Nevertheless vitamin D deficiency has been associated with many diseases including autoimmunity, diabetes and neoplasia however it is fair to say that treatment with vitamin D of any of these diseases at best only slows their progress. This can be very important where we don't have any better prevention; for example meta-analysis has suggested that giving vitamin D to siblings of type 1 diabetics reduces progression by 30% (Nutrients. 2013 Sep 12;5(9):3551-62).
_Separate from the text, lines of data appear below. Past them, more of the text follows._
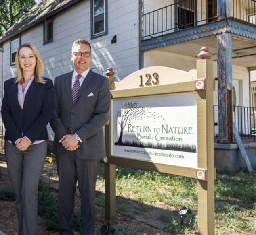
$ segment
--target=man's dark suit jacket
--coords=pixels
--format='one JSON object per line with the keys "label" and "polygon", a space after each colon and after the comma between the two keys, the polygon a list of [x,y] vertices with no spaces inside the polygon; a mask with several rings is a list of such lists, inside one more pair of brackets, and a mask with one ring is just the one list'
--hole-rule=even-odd
{"label": "man's dark suit jacket", "polygon": [[46,82],[33,80],[24,100],[23,109],[18,101],[18,85],[14,78],[4,82],[4,94],[1,113],[6,128],[5,139],[13,143],[19,138],[27,136],[33,143],[46,140],[46,126],[52,113],[52,81],[44,78]]}
{"label": "man's dark suit jacket", "polygon": [[82,141],[75,151],[78,158],[103,158],[106,155],[103,127],[110,109],[108,80],[90,70],[73,104],[73,73],[59,76],[54,81],[54,108],[50,122],[55,134],[53,152],[57,155],[65,153],[60,140],[64,135],[76,133]]}

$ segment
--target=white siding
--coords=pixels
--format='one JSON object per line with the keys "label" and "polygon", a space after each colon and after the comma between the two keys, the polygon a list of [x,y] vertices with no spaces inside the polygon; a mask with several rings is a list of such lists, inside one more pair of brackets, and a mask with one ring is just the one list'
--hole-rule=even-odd
{"label": "white siding", "polygon": [[[32,43],[39,51],[44,64],[46,77],[54,80],[56,76],[73,69],[70,59],[71,47],[73,42],[79,38],[86,38],[91,44],[92,59],[90,67],[95,72],[104,75],[107,68],[112,67],[118,80],[138,69],[138,1],[108,2],[108,33],[98,38],[90,39],[90,0],[55,16],[52,42],[43,45],[42,23],[21,34],[22,43]],[[117,43],[111,44],[111,40],[115,35]],[[3,45],[3,76],[5,81],[16,76],[17,71],[15,66],[10,66],[10,41]]]}
{"label": "white siding", "polygon": [[[151,66],[165,66],[187,72],[196,68],[197,59],[190,56],[175,54],[157,50],[152,50],[144,53],[144,67]],[[214,77],[217,77],[217,62],[214,62]],[[241,81],[239,97],[240,105],[249,105],[249,74],[245,67],[233,65],[233,78]],[[218,104],[217,82],[215,82],[216,89],[214,92],[214,104]]]}

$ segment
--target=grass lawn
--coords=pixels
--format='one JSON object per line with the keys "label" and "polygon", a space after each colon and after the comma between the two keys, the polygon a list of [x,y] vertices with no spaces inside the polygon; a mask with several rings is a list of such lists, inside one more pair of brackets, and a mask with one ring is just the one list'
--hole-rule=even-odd
{"label": "grass lawn", "polygon": [[[55,163],[55,159],[52,163],[46,163],[43,175],[57,180]],[[104,186],[104,163],[101,162],[97,183],[97,203],[102,206],[105,204]],[[215,188],[215,234],[256,234],[256,170],[251,173],[218,172]],[[41,188],[40,191],[47,190]],[[152,229],[153,227],[162,229],[157,234],[165,234],[164,231],[170,234],[197,234],[195,179],[117,166],[116,195],[119,212],[149,225]],[[46,205],[51,204],[48,200],[45,197],[42,201]],[[192,213],[185,219],[182,228],[178,212],[183,206],[191,209]],[[55,210],[56,208],[51,210],[51,212]],[[78,214],[78,216],[79,219]],[[118,235],[156,234],[148,231],[147,233],[138,233],[126,225],[125,227],[130,228],[130,231],[134,231],[127,233],[123,225],[120,226]]]}
{"label": "grass lawn", "polygon": [[[172,234],[197,229],[197,181],[194,179],[117,166],[118,210]],[[98,203],[104,205],[104,165],[97,183]],[[218,172],[215,181],[215,234],[256,234],[256,171]],[[181,229],[178,210],[191,209]]]}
We know that these non-bone diseases aren't caused by vitamin D deficiency and are caused by other factors (eg HLA susceptibility / viral triggers / obesity / insulin resistance / mutagens) however vitamin D generally worsens progression as we have shown for diabetes (Diabetes Care. 2011 May;34(5):1133-8), metabolic syndrome (J Clin Endocrinol Metab. 2012 Jun;97(6):1953-61) and renal disease (Am J Kidney Dis. 2013 Jul;62(1):58-66). This ubiquitous role of vitamin D may be related to the fact that  virtually every cell in the body had a vitamin D receptor (especially immune system) and this may play a role in intracellular communications like intracellular calcium. Vitamin D affects insulin release by islets and insulin sensitivity in muscle.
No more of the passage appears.